Но визит в Копенгаген нельзя было назвать удачным. Густав ехал разочарованным:

- Кристиан VII еще ребенок, - рассуждал кронпринц, - слабый и умалишенный. Всем заправляет министр Струензе, фаворит и личный врач королевы Каролины Матильды. А она ведет себя с ним явно не прилично. Что думаете, Шеффер?

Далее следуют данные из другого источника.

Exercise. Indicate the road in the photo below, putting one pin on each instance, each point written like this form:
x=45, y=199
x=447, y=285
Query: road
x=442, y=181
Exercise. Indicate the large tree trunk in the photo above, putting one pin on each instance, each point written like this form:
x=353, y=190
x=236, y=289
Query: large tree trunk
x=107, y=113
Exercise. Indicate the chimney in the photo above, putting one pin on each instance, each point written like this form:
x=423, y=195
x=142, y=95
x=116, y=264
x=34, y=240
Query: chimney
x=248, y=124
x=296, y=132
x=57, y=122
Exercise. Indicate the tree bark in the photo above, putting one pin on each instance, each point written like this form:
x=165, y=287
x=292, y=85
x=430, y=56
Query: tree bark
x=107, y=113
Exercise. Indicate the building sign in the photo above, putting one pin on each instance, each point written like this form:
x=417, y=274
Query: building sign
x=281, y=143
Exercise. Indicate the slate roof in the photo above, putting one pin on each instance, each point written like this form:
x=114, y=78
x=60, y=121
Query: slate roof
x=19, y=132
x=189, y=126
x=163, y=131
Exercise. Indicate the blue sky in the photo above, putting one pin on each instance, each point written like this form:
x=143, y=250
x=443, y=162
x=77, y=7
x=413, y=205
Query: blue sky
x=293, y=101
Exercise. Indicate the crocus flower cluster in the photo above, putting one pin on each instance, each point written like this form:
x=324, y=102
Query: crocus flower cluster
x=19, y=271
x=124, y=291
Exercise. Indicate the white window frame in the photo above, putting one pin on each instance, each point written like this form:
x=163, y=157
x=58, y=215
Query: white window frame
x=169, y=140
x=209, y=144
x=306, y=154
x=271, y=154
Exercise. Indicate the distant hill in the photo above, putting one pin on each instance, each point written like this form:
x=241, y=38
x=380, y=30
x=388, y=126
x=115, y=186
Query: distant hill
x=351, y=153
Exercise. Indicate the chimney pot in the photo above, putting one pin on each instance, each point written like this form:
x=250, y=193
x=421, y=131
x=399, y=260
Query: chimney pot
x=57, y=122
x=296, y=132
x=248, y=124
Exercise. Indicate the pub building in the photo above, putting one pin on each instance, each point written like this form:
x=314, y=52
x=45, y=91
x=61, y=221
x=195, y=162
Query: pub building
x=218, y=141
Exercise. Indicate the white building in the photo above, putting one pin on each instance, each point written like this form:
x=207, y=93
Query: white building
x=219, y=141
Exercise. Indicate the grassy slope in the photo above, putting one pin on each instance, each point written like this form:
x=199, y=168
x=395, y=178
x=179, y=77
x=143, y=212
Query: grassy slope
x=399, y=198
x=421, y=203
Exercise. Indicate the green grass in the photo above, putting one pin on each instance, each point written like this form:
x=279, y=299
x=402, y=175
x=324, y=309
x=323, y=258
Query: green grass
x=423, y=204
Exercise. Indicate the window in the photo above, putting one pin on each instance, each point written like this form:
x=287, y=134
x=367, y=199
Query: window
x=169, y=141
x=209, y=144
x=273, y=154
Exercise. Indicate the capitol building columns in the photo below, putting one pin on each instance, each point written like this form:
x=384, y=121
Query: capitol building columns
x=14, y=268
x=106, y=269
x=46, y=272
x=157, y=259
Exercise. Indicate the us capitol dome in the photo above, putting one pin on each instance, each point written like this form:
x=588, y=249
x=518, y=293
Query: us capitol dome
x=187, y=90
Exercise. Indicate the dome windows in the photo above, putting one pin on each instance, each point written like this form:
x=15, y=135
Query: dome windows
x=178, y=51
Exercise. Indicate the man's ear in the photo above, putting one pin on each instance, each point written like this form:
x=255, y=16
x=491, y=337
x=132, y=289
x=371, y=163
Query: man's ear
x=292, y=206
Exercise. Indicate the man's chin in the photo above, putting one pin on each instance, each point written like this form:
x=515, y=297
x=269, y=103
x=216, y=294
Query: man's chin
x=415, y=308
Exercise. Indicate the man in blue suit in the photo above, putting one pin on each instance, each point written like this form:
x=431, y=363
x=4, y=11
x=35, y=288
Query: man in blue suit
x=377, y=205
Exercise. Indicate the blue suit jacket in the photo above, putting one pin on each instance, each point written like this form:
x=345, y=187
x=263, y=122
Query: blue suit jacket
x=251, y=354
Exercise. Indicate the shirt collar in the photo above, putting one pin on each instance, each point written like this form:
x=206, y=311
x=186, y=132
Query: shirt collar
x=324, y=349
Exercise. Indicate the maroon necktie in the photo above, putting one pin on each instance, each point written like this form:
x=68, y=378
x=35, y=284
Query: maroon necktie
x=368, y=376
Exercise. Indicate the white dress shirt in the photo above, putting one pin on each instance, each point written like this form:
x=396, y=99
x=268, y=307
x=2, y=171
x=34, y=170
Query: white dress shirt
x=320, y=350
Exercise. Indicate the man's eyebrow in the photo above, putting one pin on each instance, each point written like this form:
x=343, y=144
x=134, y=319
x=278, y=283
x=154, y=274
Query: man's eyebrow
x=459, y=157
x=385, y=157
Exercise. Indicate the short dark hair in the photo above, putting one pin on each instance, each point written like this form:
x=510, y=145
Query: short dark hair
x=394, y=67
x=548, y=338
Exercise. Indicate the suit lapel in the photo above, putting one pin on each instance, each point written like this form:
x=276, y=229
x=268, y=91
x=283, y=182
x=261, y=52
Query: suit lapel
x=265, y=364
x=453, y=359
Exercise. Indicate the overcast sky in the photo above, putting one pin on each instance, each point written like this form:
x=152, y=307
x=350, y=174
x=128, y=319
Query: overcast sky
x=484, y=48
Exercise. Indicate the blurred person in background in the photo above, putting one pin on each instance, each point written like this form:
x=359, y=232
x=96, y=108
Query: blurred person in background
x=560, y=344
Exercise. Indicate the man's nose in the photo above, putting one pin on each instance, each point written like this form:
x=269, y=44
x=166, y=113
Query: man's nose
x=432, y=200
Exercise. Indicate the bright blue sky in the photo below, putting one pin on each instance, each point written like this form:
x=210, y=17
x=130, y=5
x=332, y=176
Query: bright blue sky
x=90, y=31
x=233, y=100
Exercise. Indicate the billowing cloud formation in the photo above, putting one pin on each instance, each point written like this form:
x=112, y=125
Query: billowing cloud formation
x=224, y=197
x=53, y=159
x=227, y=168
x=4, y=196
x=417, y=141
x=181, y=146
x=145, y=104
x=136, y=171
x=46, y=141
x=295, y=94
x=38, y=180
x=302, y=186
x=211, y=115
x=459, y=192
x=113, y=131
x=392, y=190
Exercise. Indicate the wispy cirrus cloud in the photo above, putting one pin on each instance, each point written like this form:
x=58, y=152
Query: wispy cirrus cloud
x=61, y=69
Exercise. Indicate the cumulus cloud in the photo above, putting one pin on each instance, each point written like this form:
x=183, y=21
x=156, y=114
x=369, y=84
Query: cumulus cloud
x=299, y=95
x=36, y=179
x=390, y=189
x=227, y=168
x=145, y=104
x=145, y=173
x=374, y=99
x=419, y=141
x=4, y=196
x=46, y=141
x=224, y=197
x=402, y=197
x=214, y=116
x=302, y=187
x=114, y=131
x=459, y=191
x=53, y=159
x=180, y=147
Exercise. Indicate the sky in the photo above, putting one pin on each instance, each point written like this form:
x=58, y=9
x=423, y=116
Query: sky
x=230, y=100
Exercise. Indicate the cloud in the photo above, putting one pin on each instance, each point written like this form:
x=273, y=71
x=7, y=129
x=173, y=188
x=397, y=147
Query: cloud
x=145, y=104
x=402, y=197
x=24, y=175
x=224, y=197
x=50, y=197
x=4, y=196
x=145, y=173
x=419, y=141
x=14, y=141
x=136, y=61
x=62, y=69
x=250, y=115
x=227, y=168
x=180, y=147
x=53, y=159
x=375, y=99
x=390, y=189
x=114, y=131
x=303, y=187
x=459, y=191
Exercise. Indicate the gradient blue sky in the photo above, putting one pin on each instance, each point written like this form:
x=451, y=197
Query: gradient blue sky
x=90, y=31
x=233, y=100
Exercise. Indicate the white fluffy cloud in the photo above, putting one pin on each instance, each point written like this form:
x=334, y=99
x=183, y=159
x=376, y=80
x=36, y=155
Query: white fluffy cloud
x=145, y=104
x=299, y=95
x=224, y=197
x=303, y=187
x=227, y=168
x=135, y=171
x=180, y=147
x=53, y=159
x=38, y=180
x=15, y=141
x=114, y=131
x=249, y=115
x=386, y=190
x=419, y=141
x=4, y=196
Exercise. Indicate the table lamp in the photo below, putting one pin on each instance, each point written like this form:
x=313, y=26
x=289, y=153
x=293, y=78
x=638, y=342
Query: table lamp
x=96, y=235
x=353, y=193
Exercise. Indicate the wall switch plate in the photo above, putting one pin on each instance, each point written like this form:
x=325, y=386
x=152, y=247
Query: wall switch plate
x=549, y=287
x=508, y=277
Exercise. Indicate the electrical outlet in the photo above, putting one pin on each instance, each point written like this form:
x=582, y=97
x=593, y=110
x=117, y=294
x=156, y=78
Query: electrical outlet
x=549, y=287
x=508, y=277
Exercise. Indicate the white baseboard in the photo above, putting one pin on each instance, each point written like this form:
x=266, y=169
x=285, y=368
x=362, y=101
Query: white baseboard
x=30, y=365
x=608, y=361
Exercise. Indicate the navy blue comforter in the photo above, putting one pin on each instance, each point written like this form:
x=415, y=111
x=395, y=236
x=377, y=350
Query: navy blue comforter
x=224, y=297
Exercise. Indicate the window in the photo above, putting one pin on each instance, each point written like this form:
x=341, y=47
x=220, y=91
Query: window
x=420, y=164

- Вы, как всегда правы, ваше высочество, и несмотря на то, что министр Струензе настроен очень миролюбиво и доброжелательно к нам, но долго он не продержится.

- Почему?

Шеффер усмехнулся:

- Потому что, ваше высочество, быть хорошим медиком, знающим все тонкости женского организма, даже если он и королевский, маловато, чтоб стать первым министром. Удовлетворять королеву, это не то чтоб удовлетворять интересам своей страны. Его, вдобавок еще и ненавидят, а короля жалеют!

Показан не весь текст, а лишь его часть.